The Gateway Pundit reported today that the State of Maryland has filed a legal objection to President Trump’s appointment of Matthew Whitaker as acting Attorney General. When did state courts have any say over presidential appointments?

The article notes:

The state seeks a preliminary injunction that prevents the federal government from responding to the suit while Whitaker appears as acting attorney general. Instead, Maryland requests a declaration that Deputy Attorney General Rod Rosenstein is the acting attorney general.

Jonathan Turley posted an article about the apointment of Matthew Whitaker.

The article states:

However, this morning some members and commentators have declared that Whitaker cannot serve as an Acting Attorney General under federal law.  I have to disagree.  While not getting into the merits of the selection, it seems clear to me that, under 5 U.S.C. 3345, that Whitaker does indeed qualify.  (This of course does not address the long-standing debate over the constitutionality of such laws.  A challenge can be made under the Appointment Clause of the Constitution, mandating that a “principal officer” in the federal government may not be appointed without Senate confirmation).

…I fail to see the compelling argument to disqualify Whitaker. Any challenge would face added challenge of finding someone with standing, though Mueller could contest an order on the basis of the legal status of Whitaker. That would make for an interesting challenge but the odds would be against Mueller over the long course of appeals.

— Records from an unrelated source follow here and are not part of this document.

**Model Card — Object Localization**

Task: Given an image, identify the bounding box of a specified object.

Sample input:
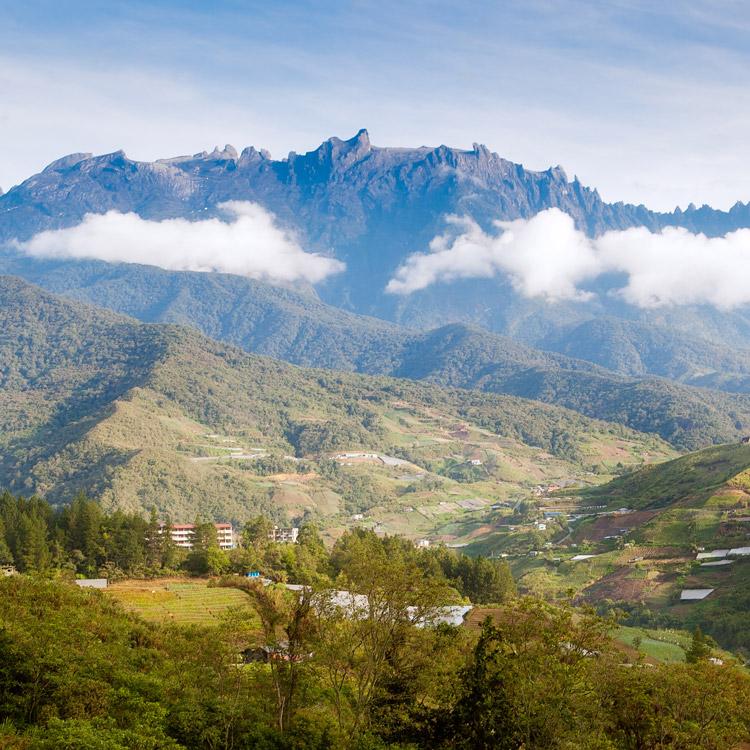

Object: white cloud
[16,201,344,284]
[595,227,750,310]
[386,208,750,309]
[387,209,599,299]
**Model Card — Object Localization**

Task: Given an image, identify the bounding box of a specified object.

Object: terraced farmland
[107,579,250,625]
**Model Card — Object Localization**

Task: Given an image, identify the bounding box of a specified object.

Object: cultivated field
[107,578,250,625]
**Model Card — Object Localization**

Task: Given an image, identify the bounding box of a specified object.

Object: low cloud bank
[386,208,750,309]
[16,201,344,284]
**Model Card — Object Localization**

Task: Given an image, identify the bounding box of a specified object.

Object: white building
[268,526,299,544]
[162,523,234,550]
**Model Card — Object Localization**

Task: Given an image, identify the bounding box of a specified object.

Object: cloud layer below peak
[387,208,750,309]
[16,201,344,284]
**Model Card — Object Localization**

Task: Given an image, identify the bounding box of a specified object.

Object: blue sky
[0,0,750,209]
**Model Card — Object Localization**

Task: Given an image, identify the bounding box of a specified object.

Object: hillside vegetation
[0,278,673,534]
[0,258,750,450]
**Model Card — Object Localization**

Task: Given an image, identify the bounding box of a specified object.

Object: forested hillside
[0,259,750,449]
[0,278,673,531]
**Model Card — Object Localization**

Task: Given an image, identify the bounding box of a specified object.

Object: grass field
[107,579,250,625]
[612,626,690,663]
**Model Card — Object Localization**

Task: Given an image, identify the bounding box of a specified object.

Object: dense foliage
[0,278,667,521]
[0,572,750,750]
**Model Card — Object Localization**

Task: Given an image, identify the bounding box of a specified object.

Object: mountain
[0,259,750,449]
[0,130,750,392]
[0,277,674,534]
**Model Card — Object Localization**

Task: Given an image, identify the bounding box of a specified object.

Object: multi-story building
[162,523,234,549]
[268,526,299,544]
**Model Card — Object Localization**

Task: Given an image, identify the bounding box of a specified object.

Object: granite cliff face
[0,130,750,356]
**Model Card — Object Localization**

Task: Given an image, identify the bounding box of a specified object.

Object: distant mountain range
[0,276,674,521]
[0,130,750,438]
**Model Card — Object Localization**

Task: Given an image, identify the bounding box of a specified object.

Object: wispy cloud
[0,0,750,210]
[387,208,750,309]
[15,201,344,284]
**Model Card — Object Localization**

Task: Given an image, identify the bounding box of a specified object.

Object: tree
[220,578,313,732]
[315,529,456,742]
[18,514,51,573]
[444,597,612,750]
[242,516,273,552]
[185,522,229,575]
[685,626,711,664]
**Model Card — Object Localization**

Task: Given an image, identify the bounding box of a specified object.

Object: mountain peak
[42,153,93,172]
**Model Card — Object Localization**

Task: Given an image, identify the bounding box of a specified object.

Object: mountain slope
[0,131,750,346]
[0,277,673,533]
[0,259,750,449]
[586,444,750,509]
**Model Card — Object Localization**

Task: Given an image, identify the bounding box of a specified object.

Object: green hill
[585,444,750,510]
[505,444,750,654]
[0,277,674,535]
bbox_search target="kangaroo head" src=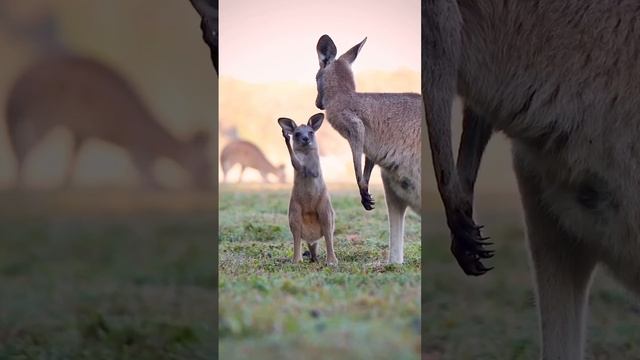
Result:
[184,131,212,189]
[278,113,324,152]
[316,35,367,110]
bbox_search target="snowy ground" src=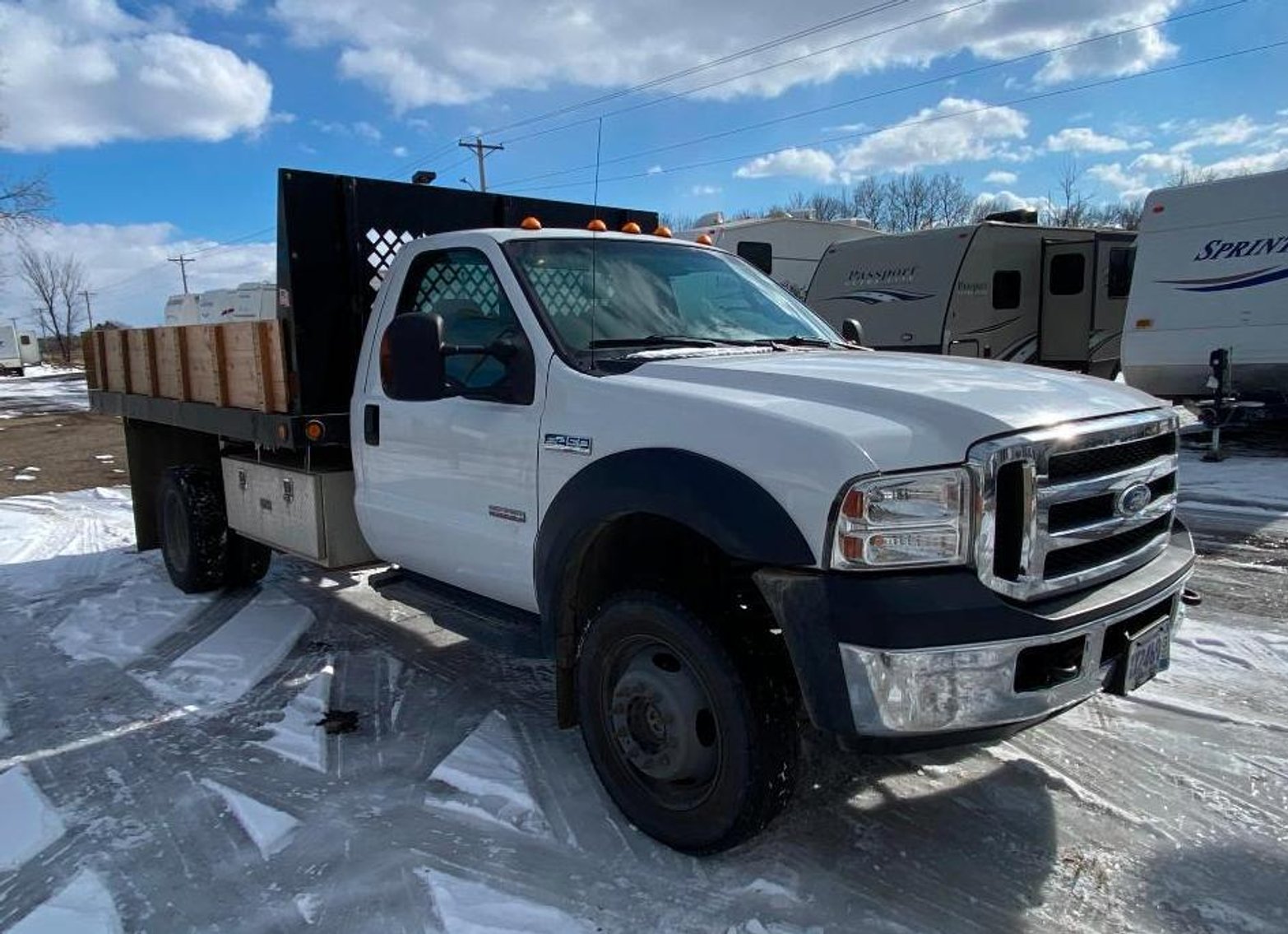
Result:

The motive behind the lawsuit evidently has to do with fear that Matthew Whitaker will shut down the Mueller Investigation. That may be a valid fear, but I think a more valid fear would be that under Matthew Whitaker the Justice Department might actually take another look at how some people handled classified information during the Obama administration. Hillary Clinton was not the only person with classified information on a non-government secured device. An investigation into mishandling of classified information under President Obama would be a serious threat to many people who were in the Obama administration.